Studenti disabili: cosa dice la legge?

Studenti disabili: cosa dice la legge?

Le discriminazioni, in campo di disabilità (e non solo) rappresentano una dura, tristissima ed avvilente realtà alla quale molti si abituano senza sapere che, invece, ci sarebbero delle normative di tutela alle quali appoggiarsi per vedersi riconisciuti gli stessi diritti e lo stesso rispetto di chiunque altro.

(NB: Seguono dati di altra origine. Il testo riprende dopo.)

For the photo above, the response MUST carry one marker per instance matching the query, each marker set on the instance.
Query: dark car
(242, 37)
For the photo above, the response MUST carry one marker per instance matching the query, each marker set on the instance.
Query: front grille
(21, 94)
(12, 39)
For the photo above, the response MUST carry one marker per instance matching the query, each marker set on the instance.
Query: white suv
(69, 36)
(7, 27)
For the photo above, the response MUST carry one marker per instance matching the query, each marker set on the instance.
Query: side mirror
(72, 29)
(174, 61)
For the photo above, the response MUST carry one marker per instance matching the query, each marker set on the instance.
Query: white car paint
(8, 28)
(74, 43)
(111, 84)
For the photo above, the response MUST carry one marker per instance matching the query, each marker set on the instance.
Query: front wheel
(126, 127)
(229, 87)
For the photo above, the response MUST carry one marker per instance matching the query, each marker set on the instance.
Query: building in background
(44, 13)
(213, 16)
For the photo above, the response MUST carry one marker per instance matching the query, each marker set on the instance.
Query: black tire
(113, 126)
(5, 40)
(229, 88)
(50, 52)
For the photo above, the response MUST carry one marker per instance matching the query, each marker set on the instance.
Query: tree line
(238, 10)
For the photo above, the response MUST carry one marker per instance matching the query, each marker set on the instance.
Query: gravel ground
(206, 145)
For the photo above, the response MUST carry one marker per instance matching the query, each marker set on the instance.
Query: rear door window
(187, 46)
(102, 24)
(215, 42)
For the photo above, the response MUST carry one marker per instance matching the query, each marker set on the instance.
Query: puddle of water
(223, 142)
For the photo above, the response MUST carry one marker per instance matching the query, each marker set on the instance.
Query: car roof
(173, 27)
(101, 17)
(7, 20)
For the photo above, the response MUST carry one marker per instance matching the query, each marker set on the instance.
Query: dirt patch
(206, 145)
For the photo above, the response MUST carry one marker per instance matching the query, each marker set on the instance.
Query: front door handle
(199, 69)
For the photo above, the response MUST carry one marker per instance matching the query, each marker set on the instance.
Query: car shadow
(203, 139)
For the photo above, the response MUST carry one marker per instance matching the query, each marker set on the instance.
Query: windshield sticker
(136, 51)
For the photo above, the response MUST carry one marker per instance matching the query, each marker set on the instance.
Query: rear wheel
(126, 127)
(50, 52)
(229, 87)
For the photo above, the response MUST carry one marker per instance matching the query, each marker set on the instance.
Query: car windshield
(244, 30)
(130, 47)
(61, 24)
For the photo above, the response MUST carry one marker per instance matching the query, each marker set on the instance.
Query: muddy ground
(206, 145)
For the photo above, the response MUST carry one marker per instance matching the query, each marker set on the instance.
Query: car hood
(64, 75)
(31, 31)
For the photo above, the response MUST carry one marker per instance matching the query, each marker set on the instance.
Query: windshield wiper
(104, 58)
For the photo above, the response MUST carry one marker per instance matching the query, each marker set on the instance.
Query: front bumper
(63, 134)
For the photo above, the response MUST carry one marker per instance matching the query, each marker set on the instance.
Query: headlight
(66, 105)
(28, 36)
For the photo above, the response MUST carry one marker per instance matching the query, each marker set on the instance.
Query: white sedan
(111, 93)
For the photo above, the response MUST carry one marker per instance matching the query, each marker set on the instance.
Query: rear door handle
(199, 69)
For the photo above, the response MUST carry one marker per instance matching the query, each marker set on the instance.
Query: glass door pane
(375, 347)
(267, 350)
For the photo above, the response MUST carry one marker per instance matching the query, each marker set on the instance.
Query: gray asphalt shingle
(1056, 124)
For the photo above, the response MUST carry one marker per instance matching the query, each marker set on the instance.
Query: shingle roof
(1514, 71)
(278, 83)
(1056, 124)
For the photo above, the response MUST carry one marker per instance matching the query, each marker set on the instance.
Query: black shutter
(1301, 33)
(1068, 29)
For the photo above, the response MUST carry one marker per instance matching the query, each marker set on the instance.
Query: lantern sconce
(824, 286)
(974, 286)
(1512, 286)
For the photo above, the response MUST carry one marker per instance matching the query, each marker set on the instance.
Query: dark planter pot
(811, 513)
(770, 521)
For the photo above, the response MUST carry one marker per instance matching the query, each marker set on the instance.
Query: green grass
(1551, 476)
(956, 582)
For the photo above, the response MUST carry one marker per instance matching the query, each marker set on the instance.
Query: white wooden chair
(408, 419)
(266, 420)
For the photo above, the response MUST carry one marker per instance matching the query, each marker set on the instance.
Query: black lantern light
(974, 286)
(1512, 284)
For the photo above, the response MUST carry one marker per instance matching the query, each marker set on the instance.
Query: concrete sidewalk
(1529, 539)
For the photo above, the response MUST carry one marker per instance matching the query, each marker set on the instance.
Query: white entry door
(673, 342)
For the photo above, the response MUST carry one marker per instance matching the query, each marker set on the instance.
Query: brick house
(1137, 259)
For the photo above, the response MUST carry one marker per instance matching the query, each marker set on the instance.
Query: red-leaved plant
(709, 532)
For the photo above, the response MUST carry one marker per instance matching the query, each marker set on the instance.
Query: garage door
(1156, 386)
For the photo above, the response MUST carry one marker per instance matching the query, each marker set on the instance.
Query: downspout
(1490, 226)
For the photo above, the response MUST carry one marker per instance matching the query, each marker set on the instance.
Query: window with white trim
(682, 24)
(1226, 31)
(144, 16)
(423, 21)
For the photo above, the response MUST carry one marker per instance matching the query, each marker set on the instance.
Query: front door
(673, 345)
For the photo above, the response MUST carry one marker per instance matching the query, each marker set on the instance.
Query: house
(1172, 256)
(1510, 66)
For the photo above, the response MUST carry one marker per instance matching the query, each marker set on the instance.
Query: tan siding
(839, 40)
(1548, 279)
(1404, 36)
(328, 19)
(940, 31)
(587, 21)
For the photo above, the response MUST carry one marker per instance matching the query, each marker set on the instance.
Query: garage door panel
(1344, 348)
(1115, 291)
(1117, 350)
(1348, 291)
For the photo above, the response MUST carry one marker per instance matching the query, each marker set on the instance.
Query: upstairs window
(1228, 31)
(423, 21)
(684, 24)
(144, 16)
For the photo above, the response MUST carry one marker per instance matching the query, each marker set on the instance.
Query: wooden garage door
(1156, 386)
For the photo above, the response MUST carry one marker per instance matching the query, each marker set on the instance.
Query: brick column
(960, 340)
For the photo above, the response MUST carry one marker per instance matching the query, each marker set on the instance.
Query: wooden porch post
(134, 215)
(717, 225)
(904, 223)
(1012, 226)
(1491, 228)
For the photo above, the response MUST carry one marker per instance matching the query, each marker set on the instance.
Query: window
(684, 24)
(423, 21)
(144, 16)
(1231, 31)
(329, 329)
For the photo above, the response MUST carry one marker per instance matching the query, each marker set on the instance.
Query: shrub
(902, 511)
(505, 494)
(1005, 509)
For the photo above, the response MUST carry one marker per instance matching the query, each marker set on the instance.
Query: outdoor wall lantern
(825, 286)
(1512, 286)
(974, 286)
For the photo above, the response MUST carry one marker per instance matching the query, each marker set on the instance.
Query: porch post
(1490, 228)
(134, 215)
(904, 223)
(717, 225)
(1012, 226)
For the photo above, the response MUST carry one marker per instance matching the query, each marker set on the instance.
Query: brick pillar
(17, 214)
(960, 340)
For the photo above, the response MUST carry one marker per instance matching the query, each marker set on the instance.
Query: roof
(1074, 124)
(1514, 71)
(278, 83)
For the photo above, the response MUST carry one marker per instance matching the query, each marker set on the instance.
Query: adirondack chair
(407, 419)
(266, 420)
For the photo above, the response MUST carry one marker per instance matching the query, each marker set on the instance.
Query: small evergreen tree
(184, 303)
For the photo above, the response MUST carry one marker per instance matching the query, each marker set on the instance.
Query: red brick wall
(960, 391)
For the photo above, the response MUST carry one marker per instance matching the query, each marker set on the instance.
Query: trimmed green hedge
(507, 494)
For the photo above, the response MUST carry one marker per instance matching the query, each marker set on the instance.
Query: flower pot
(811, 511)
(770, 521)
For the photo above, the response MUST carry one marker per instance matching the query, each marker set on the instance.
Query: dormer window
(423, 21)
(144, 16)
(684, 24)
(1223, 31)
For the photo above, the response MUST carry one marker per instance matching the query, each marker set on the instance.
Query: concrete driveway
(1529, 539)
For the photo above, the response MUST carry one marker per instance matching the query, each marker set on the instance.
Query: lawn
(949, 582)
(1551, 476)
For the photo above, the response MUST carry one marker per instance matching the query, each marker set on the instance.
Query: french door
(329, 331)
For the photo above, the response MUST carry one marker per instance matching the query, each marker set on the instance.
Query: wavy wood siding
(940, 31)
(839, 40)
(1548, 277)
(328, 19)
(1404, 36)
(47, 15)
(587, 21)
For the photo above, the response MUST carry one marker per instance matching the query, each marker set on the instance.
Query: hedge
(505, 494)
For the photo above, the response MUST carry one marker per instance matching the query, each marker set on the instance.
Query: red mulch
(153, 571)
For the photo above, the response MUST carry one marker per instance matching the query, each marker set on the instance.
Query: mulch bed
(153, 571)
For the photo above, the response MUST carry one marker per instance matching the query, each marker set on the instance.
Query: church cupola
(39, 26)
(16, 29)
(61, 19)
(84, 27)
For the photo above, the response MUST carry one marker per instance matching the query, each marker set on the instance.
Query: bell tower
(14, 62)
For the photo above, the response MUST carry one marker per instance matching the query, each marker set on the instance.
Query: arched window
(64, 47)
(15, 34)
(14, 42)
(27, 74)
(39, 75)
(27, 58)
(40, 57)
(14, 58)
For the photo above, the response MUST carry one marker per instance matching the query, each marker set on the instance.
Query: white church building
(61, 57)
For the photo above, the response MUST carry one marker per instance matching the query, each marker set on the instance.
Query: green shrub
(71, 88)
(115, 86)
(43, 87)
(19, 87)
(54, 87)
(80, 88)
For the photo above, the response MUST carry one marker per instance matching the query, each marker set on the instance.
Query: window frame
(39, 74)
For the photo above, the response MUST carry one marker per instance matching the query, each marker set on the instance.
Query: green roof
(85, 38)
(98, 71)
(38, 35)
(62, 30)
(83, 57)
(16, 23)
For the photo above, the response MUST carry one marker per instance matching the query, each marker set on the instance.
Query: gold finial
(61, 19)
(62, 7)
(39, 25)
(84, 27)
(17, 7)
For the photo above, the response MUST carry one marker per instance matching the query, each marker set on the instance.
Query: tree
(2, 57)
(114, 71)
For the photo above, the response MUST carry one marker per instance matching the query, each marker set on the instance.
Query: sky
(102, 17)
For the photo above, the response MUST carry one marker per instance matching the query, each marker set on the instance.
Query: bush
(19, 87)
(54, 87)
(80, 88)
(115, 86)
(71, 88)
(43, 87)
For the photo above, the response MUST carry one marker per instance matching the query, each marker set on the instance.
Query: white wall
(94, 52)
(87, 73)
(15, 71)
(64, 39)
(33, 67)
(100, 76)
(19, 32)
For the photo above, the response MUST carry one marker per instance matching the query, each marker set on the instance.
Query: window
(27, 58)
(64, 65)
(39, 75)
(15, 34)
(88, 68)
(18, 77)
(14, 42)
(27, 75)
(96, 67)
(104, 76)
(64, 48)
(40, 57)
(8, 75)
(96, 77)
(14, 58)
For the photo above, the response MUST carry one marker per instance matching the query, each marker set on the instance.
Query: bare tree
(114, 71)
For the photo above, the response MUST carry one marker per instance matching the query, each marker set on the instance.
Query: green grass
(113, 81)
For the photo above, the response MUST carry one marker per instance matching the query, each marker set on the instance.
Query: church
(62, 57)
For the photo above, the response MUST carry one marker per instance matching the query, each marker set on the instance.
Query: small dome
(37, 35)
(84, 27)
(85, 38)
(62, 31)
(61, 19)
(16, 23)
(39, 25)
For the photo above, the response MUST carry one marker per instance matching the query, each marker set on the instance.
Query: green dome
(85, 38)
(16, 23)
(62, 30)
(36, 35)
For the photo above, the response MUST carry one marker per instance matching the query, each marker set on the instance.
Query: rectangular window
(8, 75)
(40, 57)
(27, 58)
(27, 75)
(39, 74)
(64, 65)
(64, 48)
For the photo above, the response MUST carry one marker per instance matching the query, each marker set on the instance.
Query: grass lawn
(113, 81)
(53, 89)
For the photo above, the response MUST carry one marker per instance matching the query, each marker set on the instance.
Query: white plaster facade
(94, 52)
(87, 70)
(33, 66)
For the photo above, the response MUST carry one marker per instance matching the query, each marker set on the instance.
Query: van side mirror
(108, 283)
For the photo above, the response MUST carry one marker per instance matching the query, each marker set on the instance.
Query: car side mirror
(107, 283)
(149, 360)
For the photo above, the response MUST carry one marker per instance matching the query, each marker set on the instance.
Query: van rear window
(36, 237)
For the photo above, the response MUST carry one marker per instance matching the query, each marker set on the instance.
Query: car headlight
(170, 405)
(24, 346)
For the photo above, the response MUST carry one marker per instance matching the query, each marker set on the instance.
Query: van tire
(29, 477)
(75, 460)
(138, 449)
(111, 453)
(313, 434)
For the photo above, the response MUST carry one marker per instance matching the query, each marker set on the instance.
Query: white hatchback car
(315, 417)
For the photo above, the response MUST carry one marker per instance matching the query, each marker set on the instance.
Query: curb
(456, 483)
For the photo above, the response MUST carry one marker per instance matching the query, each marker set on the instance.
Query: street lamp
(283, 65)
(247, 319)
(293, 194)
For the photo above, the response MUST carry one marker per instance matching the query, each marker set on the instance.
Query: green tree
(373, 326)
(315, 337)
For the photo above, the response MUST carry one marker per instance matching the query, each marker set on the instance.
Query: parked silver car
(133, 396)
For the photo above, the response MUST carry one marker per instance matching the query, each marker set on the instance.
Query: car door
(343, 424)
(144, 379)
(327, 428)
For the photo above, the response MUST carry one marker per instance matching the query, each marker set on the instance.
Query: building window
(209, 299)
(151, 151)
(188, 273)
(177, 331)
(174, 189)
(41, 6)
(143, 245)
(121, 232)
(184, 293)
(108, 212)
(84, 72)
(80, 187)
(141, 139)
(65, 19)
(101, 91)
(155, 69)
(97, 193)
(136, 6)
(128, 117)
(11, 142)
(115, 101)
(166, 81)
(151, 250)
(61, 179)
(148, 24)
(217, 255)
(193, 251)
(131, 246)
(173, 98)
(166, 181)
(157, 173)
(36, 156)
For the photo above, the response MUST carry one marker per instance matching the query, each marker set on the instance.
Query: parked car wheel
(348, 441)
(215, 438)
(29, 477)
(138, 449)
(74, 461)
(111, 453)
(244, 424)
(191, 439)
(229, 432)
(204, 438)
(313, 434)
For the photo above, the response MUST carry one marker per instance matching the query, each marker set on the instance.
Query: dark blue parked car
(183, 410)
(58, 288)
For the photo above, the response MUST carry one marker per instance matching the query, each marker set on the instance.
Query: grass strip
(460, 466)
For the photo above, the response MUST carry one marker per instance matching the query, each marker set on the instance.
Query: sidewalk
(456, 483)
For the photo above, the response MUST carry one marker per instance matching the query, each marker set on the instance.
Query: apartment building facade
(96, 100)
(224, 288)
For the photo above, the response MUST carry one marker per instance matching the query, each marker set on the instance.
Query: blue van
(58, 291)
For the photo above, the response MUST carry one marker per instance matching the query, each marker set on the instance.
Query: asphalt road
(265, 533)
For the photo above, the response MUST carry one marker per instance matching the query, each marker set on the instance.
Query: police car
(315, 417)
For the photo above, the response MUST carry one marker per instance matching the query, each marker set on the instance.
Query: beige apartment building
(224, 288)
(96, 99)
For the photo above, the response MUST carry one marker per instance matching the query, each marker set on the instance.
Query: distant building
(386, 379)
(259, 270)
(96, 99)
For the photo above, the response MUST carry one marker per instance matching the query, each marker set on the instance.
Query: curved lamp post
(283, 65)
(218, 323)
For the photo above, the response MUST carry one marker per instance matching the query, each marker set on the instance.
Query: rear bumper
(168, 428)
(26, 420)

Il Centro Antidiscriminazione Franco Bomprezzi (CAFB) della Lega per i diritti degli handicappati (Ledha) ha condotto uno studio in materia, quantificando le segnalazioni telefoniche ricevute dal 2015 ad oggi: ne è emerso che, delle 3000 unità, il 33% riguardava proprio discriminazioni verso handicappati in ambito scolastico. Un’evidenza particolarmente indicativa di quello che sta accadendo, oggi, nelle scuole italiane e di quanto questo argomento dovrebbe essere maggiormente trattato per sconfiggere questo male “invisibile”.

Il effetti, se molte famiglie non sanno nemmeno di potersi appellare ad una legge, in altre i problemi sono ancora maggiori, perché può capitare che i ragazzi non raccontino a casa quello che succede a scuola – per vergogna o perché ci si sente “sbagliati” ed in difficoltà – o che, ancora, la condizione di handicap favorisca la convinzione di meritare determinate esclusioni o un certo tipo di bullismo, poiché ci si sente “inferiori”.

Una serie di comportamenti reiterati nel tempo che portano ad un calo di autostima sempre crescente e che possono sfociare anche in depressioni e segregazioni autoinflitte che, a loro volta, non anticipano mai nulla di buono.

Ecco perché è importante sempre lavorare anche di pari passo sulla formazione, l’informazione e la psiche delle famiglie che vivono situazioni come queste.

La normativa

Secondo lo stesso CAFB, nonostante i numeri importanti fuorisciti dalla disamina dei dati, in oltre 10 anni sono stati celebrati soltanto 64 processi; decisamente troppo pochi.

Vale, quindi, la pena informarsi su cosa sostenga la normativa e su come possa tornare utile; perché l’inclusione è un diritto di tutti.

Le “Misure per la tutela giudiziaria delle persone con disabilità vittime di discriminazioni“ si occupano proprio del “principio di parità di trattamento e delle pari opportunità nei confronti delle persone con disabilità” stabilendo che “non può essere praticata alcuna discriminazione in pregiudizio delle persone con disabilità“, in ambito civile e sociale, come anche in quello economico e politico. Il tutto include, quindi, anche la questione della discriminazione sul posto di lavoro e nell’accesso alle varie posizioni professionali: la disabilità non può essere utilizzata per “scartare” le persone senza un valido motivo.

Inoltre, si distingue tra una discriminazione diretta ed una indiretta, quando, cioè, subdolamente, si mettono i disabili in condizioni “automatiche” di svantaggio, citando, ovviamente, anche la questione molestie, tra cui intimidazioni, minacce, umiliazioni ed ostilità.

Il giudice, in questi casi, viene chiamato a valutare la situazione e potrà richiedere sia un risarcimento danni sia ordinare la cessazione del comportamento, se ancora sussistente, arrivando a contemplare l’ipotesi di una adozione in contesti particolarmente gravi.

Addirittura, è ancora lui a poter ordinare la pubblicazione del provvedimento scelto su una testata a tiratura nazionale: un potere che sottopone automaticamente i “colpevoli” alla gogna mediatica e che, per molti, è una punizione ancor più difficile da accettare.

Gli strumenti di cui avvalersi, quindi, esistono ed è importante acquisire la consapevolezza giusta per utilizzarli!